An elderly woman dressed in black beat her chest in front of her house. Others meandered about in the broiling heat, seeming dazed.

The slaughter of so many Shi’ite children is likely to intensify tensions between the majority Shi’ites — who dominate the government — and the minority Sunni Arabs, the foundation of the insurgency.

At Kindi hospital, where many victims were taken, a distraught mother swathed in black sat cross-legged outside the operating room. “May God curse the mujahedeen and their leader,” she cried, referring to the insurgents as she pounded her head with her fists in grief.

“The car bomber made a deliberate decision to attack one of our vehicles as the soldiers were engaged in a peaceful operation with Iraqi citizens,” said Maj. Russ Goemaere, a spokesman for Task Force Baghdad.
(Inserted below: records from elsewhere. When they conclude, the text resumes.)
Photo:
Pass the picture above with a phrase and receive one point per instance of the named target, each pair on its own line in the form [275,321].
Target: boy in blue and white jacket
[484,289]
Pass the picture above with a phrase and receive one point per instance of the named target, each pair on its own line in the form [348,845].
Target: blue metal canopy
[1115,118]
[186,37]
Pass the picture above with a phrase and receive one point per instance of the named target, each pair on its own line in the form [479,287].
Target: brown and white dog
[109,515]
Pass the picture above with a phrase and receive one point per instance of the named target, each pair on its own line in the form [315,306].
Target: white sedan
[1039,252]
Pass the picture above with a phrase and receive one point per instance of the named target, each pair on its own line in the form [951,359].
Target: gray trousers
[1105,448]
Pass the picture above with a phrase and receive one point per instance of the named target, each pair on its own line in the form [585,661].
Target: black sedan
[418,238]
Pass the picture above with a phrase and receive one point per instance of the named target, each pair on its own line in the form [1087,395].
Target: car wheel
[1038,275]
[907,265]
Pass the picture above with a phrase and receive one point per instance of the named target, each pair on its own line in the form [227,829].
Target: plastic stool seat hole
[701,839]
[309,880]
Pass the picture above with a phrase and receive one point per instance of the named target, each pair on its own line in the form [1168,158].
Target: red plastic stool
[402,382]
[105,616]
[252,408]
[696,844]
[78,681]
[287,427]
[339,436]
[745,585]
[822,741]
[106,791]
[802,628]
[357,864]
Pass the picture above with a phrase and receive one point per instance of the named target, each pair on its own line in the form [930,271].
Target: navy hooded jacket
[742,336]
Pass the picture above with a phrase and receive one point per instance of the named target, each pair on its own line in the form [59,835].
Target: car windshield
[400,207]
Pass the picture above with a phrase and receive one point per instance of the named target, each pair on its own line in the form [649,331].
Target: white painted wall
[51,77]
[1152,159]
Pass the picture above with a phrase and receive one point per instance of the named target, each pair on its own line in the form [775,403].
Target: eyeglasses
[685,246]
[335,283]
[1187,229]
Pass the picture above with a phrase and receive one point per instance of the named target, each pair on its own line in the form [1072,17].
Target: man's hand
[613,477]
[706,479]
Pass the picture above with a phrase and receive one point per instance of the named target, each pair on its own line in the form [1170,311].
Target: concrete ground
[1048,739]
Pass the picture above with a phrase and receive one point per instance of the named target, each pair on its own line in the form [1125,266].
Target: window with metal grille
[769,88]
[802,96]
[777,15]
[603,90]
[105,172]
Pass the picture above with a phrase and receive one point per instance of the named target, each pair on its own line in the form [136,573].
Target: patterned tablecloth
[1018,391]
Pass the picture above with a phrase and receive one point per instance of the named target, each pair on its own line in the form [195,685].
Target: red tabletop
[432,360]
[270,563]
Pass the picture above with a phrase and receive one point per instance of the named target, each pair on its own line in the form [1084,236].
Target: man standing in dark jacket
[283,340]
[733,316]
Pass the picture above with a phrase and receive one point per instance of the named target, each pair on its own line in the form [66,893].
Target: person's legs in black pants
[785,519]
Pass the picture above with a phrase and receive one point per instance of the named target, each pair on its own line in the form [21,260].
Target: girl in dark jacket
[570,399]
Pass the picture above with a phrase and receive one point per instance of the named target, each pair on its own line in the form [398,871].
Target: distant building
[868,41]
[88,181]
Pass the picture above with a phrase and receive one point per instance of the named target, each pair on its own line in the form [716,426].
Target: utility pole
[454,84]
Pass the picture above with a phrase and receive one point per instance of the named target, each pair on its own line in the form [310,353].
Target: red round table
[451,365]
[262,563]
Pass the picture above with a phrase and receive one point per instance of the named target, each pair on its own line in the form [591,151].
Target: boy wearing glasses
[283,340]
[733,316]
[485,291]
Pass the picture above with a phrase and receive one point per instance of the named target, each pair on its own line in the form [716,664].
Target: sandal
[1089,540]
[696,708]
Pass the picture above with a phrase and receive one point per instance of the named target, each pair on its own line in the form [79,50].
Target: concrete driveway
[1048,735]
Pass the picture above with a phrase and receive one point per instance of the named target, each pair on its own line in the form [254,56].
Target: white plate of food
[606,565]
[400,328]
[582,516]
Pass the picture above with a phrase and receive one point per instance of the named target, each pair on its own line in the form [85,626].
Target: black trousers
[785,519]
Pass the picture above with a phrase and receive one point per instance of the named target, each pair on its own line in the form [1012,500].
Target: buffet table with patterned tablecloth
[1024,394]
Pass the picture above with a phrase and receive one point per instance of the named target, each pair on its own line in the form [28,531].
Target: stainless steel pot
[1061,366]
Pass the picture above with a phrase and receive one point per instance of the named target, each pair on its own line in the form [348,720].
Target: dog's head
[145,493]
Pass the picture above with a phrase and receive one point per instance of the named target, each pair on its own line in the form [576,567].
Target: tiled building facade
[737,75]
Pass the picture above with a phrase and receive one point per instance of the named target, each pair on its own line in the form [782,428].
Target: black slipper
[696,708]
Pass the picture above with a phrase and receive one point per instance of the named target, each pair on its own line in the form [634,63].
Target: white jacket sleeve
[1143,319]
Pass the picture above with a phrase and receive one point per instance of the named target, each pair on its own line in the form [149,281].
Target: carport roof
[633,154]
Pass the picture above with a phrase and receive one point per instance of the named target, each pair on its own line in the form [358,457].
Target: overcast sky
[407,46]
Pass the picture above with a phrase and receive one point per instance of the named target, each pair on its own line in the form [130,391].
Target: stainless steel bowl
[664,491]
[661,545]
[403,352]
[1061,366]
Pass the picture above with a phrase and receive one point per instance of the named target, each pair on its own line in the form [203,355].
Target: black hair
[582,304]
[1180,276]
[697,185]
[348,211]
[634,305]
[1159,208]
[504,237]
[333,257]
“The terrorist undoubtedly saw the children,” Maj. Goemaere said, calling the attack “absolutely abhorrent.”

After the bombing, charred remains of an engine block wrapped in barbed wire sat on the road. U.S. and Iraqi troops broadcast messages by loudspeakers in Arabic, warning civilians not to approach military vehicles.

In Washington, White House spokesman Scott McClellan said the bombing showed that insurgents “have no regard for innocent, human life, whether it’s men, women or children.”

In September, 35 Iraqi children were killed as bombs exploded while U.S. troops handed out candy at a government-sponsored celebration to inaugurate a Baghdad sewage plant. It marked the largest death toll of children in an insurgent attack since the Iraq conflict began.

Later yesterday, about 200 people turned out for the funeral of five victims, in keeping with the Muslim tradition of burying the dead quickly. The crowd shouted “Allahu akbar” — “God is great” — and some fired weapons in the air.

In another attack in Baghdad yesterday, a roadside bomb exploded near an American patrol, killing a 7-year-old and seriously wounding a woman, police said.